弱点② 知っているはずの単語が、音で出ると分からない
→ 対策:「読む語彙」と「聞く語彙」は別物と理解する
「この単語、見たらわかるのに、聞いたら分からなかった…」
こんな経験はありませんか?
これは、“読むための語彙”と“聞くための語彙”の間にギャップがあることが原因です。

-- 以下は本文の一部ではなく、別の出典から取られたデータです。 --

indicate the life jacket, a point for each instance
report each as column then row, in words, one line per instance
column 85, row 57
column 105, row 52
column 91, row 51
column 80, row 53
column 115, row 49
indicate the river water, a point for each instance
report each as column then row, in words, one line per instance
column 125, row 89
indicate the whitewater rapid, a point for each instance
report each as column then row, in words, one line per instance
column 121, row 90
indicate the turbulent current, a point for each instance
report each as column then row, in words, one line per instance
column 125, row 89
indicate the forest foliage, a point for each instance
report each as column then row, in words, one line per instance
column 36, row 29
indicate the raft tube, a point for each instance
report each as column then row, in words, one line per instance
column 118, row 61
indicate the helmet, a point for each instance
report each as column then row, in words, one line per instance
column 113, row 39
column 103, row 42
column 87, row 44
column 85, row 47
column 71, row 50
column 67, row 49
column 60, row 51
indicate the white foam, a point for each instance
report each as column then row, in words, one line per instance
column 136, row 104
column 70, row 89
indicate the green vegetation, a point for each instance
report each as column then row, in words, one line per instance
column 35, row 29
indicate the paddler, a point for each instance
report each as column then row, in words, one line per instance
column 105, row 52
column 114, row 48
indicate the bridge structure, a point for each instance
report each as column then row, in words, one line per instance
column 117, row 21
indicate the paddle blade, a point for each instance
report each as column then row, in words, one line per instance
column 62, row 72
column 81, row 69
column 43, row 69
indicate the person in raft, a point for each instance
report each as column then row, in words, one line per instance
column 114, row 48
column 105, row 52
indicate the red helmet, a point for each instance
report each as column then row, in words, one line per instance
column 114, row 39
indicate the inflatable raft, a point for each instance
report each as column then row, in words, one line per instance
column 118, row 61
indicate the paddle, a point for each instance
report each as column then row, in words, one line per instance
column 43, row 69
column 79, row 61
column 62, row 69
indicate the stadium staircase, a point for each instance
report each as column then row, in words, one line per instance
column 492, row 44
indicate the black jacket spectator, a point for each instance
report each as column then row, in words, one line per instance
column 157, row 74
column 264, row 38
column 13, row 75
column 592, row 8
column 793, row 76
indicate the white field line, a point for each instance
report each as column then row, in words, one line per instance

単語は知っていても、その音と意味が頭の中でつながっていない状態なのです。
このギャップを埋めるには、音声付き教材を活用して語彙を学ぶことが効果的です。
単語帳や例文を使う際にも、音声を聞いて「音 → 意味」という反応を鍛えることが大切です。
対策のポイント:
- 単語学習は音声を聞きながら行う(例:英単語アプリ、CD付き教材など)
- 意味がすぐに思い浮かばない単語は、繰り返し“音から”練習
- 英語→日本語の変換スピードを意識してトレーニング
「音で聞いた瞬間に意味が浮かぶ」状態になって初めて、その単語はリスニングで使える語彙になります。
弱点③ 英文の意味をリアルタイムで処理できない
→ 対策:「全部理解しよう」とする完璧主義を手放す
リスニングのとき、頭の中で日本語に訳しながら聞いていませんか?
その結果、「いまの文、なんだっけ?」と考えている間に次の文が流れてしまい、どんどん分からなくなる。
これはリスニング学習者にとても多い悩みです。
この原因は、「全部を理解しなければならない」という完璧主義。
でも実際のリスニングでは、要点さえ押さえられればOKという場面も多いのです。
話の内容全体をつかむことを目的とし、「理解できなかった1文」に引っ張られない訓練が大切です。
対策のポイント:
- ディクテーション(書き取り)で聞き取れない部分を把握
- シャドーイングで、訳さずそのまま英語の語順で理解する練習
- 一語一句にこだわらず、話の流れやキーワードに注目
「すべて理解しよう」から「要点をつかもう」への意識の切り替えが、聞き取れる人への第一歩になります。
まとめ:リスニングの“3つの壁”を超えるために
リスニング力を伸ばすには、以下の3つの力をバランスよく鍛えることが必要です。
- 正しい音を覚える力(発音を理解する)
- 音から意味を瞬時に取り出す力(語彙の音声認識)
- 流れの中で要点をつかむ力(全体理解)
どれか一つではなく、この3つが組み合わさって初めて、英語を「聞ける」ようになります。
「聞けない=センスがない」と思う必要はありません。
ただやみくもに音声を聞くだけではなく、弱点を見極めて、正しい練習を積み重ねることが大切です。
英語が“音”として自然に入ってくるその日まで、焦らず一歩ずつ、続けていきましょう。